Custom Data Loss Protection Rule (DLP) rules are useful for those wishing to block, report or otherwise work with messages that have data types other than what is built-in. These built-in DLP rules only cover the more generic situations. In part one of my series on Custom DLP rules I will cover the basic steps for the custom DLP rule which are as follows:

  • Create XML file.
  • Import XML into Exchange 2013 or Office 365.
  • Create new DLP Policy.
  • Create rule based off the DLP policy.


Pretty simple.

However, as you are about to find out, the most difficult part will be the creation of the XML file that is needed to define the policy settings. There are numerous resources out there to help with the creation of the XML file. What I have found to be most useful when creating the file is the following:

  • GUID Generator – the XML file has a few GUIDs that need to be replaced with new ones to ensure uniqueness of GUIDs. A good GUID generator can be found at this site.
    *** Note that GUIDs can be generated in PowerShell as well (see part two of this series for more information).

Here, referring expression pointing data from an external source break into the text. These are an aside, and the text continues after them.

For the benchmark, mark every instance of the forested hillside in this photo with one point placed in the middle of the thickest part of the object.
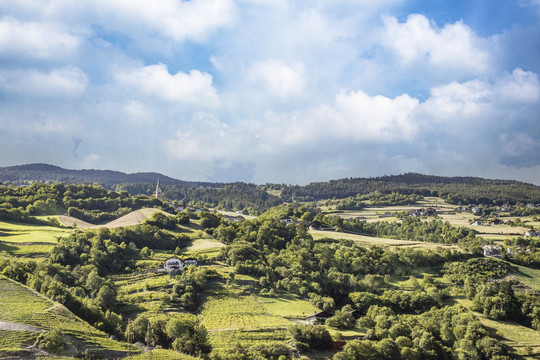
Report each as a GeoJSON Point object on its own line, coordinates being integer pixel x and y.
{"type": "Point", "coordinates": [26, 174]}
{"type": "Point", "coordinates": [453, 189]}
{"type": "Point", "coordinates": [269, 287]}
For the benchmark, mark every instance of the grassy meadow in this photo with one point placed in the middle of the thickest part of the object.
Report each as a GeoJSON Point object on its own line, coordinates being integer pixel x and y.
{"type": "Point", "coordinates": [23, 306]}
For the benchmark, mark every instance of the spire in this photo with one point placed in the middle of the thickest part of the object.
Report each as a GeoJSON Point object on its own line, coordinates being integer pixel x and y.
{"type": "Point", "coordinates": [159, 192]}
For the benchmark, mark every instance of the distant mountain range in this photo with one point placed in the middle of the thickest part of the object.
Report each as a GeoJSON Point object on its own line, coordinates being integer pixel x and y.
{"type": "Point", "coordinates": [22, 174]}
{"type": "Point", "coordinates": [453, 189]}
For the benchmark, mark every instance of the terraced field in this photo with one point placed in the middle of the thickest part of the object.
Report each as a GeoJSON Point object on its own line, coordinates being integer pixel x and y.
{"type": "Point", "coordinates": [369, 240]}
{"type": "Point", "coordinates": [26, 240]}
{"type": "Point", "coordinates": [25, 307]}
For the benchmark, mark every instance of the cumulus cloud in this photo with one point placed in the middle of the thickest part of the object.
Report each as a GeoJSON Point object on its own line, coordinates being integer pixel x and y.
{"type": "Point", "coordinates": [35, 40]}
{"type": "Point", "coordinates": [67, 82]}
{"type": "Point", "coordinates": [278, 78]}
{"type": "Point", "coordinates": [205, 138]}
{"type": "Point", "coordinates": [353, 117]}
{"type": "Point", "coordinates": [177, 20]}
{"type": "Point", "coordinates": [194, 88]}
{"type": "Point", "coordinates": [478, 100]}
{"type": "Point", "coordinates": [455, 47]}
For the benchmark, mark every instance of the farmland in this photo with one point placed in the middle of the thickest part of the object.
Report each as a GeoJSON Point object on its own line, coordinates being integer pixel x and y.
{"type": "Point", "coordinates": [20, 305]}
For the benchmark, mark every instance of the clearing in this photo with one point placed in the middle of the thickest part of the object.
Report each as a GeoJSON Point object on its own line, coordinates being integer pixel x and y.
{"type": "Point", "coordinates": [133, 218]}
{"type": "Point", "coordinates": [363, 240]}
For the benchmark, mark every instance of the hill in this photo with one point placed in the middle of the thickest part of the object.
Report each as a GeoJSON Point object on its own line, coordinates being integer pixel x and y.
{"type": "Point", "coordinates": [23, 174]}
{"type": "Point", "coordinates": [133, 218]}
{"type": "Point", "coordinates": [453, 189]}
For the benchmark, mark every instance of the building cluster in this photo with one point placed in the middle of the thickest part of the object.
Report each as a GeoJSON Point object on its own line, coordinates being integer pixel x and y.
{"type": "Point", "coordinates": [174, 264]}
{"type": "Point", "coordinates": [311, 225]}
{"type": "Point", "coordinates": [423, 212]}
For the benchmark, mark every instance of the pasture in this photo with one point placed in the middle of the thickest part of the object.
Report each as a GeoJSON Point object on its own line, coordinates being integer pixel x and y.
{"type": "Point", "coordinates": [229, 308]}
{"type": "Point", "coordinates": [363, 240]}
{"type": "Point", "coordinates": [23, 306]}
{"type": "Point", "coordinates": [27, 240]}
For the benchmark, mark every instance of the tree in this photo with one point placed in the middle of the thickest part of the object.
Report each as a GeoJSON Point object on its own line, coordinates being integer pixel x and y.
{"type": "Point", "coordinates": [189, 337]}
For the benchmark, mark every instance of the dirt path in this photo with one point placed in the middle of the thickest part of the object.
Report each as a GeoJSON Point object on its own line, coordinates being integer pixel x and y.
{"type": "Point", "coordinates": [4, 325]}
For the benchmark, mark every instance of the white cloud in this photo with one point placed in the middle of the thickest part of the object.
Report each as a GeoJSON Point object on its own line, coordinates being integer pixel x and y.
{"type": "Point", "coordinates": [206, 139]}
{"type": "Point", "coordinates": [455, 47]}
{"type": "Point", "coordinates": [278, 78]}
{"type": "Point", "coordinates": [477, 100]}
{"type": "Point", "coordinates": [355, 117]}
{"type": "Point", "coordinates": [66, 82]}
{"type": "Point", "coordinates": [178, 20]}
{"type": "Point", "coordinates": [90, 161]}
{"type": "Point", "coordinates": [520, 86]}
{"type": "Point", "coordinates": [35, 40]}
{"type": "Point", "coordinates": [138, 112]}
{"type": "Point", "coordinates": [194, 88]}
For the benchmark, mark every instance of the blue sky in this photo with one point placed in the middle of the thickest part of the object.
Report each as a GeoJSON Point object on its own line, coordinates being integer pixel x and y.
{"type": "Point", "coordinates": [273, 90]}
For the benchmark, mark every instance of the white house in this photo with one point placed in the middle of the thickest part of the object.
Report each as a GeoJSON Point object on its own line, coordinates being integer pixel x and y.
{"type": "Point", "coordinates": [492, 250]}
{"type": "Point", "coordinates": [190, 262]}
{"type": "Point", "coordinates": [173, 263]}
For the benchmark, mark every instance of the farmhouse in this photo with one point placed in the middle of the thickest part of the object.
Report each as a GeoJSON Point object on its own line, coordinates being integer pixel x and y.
{"type": "Point", "coordinates": [315, 225]}
{"type": "Point", "coordinates": [318, 318]}
{"type": "Point", "coordinates": [190, 262]}
{"type": "Point", "coordinates": [492, 251]}
{"type": "Point", "coordinates": [231, 218]}
{"type": "Point", "coordinates": [173, 263]}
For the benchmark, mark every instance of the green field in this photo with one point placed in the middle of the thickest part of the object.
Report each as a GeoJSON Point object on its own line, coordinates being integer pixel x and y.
{"type": "Point", "coordinates": [528, 276]}
{"type": "Point", "coordinates": [26, 240]}
{"type": "Point", "coordinates": [287, 306]}
{"type": "Point", "coordinates": [232, 309]}
{"type": "Point", "coordinates": [23, 306]}
{"type": "Point", "coordinates": [363, 240]}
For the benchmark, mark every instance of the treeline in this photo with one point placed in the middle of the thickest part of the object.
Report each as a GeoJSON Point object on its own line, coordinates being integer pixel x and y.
{"type": "Point", "coordinates": [28, 174]}
{"type": "Point", "coordinates": [496, 299]}
{"type": "Point", "coordinates": [375, 199]}
{"type": "Point", "coordinates": [453, 189]}
{"type": "Point", "coordinates": [91, 203]}
{"type": "Point", "coordinates": [410, 228]}
{"type": "Point", "coordinates": [250, 198]}
{"type": "Point", "coordinates": [287, 258]}
{"type": "Point", "coordinates": [76, 270]}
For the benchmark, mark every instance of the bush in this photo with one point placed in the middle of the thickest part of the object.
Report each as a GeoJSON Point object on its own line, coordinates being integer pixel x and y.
{"type": "Point", "coordinates": [311, 337]}
{"type": "Point", "coordinates": [51, 341]}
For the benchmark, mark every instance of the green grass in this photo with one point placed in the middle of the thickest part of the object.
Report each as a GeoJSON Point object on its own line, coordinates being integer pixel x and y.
{"type": "Point", "coordinates": [21, 305]}
{"type": "Point", "coordinates": [28, 233]}
{"type": "Point", "coordinates": [370, 241]}
{"type": "Point", "coordinates": [528, 276]}
{"type": "Point", "coordinates": [287, 306]}
{"type": "Point", "coordinates": [514, 335]}
{"type": "Point", "coordinates": [161, 354]}
{"type": "Point", "coordinates": [27, 240]}
{"type": "Point", "coordinates": [227, 339]}
{"type": "Point", "coordinates": [231, 309]}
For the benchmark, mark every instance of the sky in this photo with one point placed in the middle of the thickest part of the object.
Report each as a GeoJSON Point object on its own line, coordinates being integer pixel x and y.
{"type": "Point", "coordinates": [273, 91]}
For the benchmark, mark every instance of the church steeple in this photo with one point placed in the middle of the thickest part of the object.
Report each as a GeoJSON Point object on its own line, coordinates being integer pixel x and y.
{"type": "Point", "coordinates": [159, 192]}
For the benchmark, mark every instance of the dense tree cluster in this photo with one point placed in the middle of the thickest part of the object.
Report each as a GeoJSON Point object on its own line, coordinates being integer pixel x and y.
{"type": "Point", "coordinates": [436, 334]}
{"type": "Point", "coordinates": [250, 198]}
{"type": "Point", "coordinates": [182, 333]}
{"type": "Point", "coordinates": [477, 268]}
{"type": "Point", "coordinates": [376, 199]}
{"type": "Point", "coordinates": [91, 203]}
{"type": "Point", "coordinates": [453, 189]}
{"type": "Point", "coordinates": [286, 258]}
{"type": "Point", "coordinates": [81, 289]}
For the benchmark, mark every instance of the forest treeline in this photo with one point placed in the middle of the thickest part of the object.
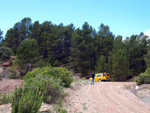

  • RegEx checker – RegEx is the syntax that allows the Exchange DLP feature to know what to look for in a message. Regexr is a good website to use for this purpose. The site allows testing of the regex syntax and can determine if test text matches the criteria you specified.
  • Good Notepad Editor – this is key for being able to properly work on XML files. Notepad++ is a prime example of this type of editor. While I believe it has some UTF16 limitations, UTF8 formatting works fine.

XML Creation
Where do we start? A good place is a Microsoft TechNet article which contains some sample code for a DLP XML file. The sample XML looks like this:

<?xml version="1.0" encoding='UTF-8'?> 
<RulePackage xmlns="http://schemas.microsoft.com/office/2011/mce"> 
    <RulePack id="b4b4c60e-2ff7-47b2-a672-86e36cf608be"> 
        <Version major="1" minor="0" build="0" revision="0"/> 
        <Publisher id="7ea13c35-0e58-472a-b864-5f2e717edec6"/> 
        <Details defaultLangCode="en-us"> 
            <LocalizedDetails langcode="en-us"> 
                <PublisherName>DLP by the Cloud Master</PublisherName> 
                <Name>Custom SSN Classification</Name> 
                <Description>Custom SSN Classification</Description> 
            </LocalizedDetails> 
        </Details> 
    </RulePack> 
    <Rules> 
        <!-- SSN -->     
        <Entity id="0ba2cb9d-4ef1-4fdd-bd16-c3f431363d4b" patternsProximity="300" recommendedConfidence="75"> 
            <Pattern confidenceLevel="85"> 
             <IdMatch idRef="FormattedSSN" /> 
            </Pattern>             
            <Pattern confidenceLevel="85"> 
             <IdMatch idRef="UnformattedSSN" /> 
            </Pattern> 
        </Entity> 
        <Regex id="FormattedSSN"> 
        (?!\b(\d)\1+-(\d)\1+-(\d)\1+\b)(?!123-45-6789|219-09-9999|078-05-1120)(?!666|000|9\d{2})\d{3}-(?!00)\d{2}-(?!0{4})\d{4} 
        </Regex> 
        <Regex id="UnformattedSSN"> 
        (?!\b(\d)\1+\b)(?!123456789|219099999|078051120)(?!666|000|9\d{2})\d{3}(?!00)\d{2}(?!0{4})\d{4} 
        </Regex> 
        <LocalizedStrings> 
            <Resource idRef="0ba2cb9d-4ef1-4fdd-bd16-c3f431363d4b"> 
                <Name default="true" langcode="en-us"> 
                    Custom Social Security Number 
                </Name> 
                <Description default="true" langcode="en-us"> 
                    A custom classification for detecting Social Security numbers 
                </Description> 
            </Resource> 
        </LocalizedStrings> 
    </Rules> 
</RulePackage> 

What exactly is all of this? Let’s start with the easy part. GUIDs. There are 3 GUIDs listed in this file. One of them is listed twice. To generate these we need to either use the website or use PowerShell to generate this. Once we have three GUIDs, we need to replace them at these locations within the file:

XMLSample

Once the GUIDs are replaced, we can concentrate on the name and descriptions to help better identify the purpose of this DLP policy.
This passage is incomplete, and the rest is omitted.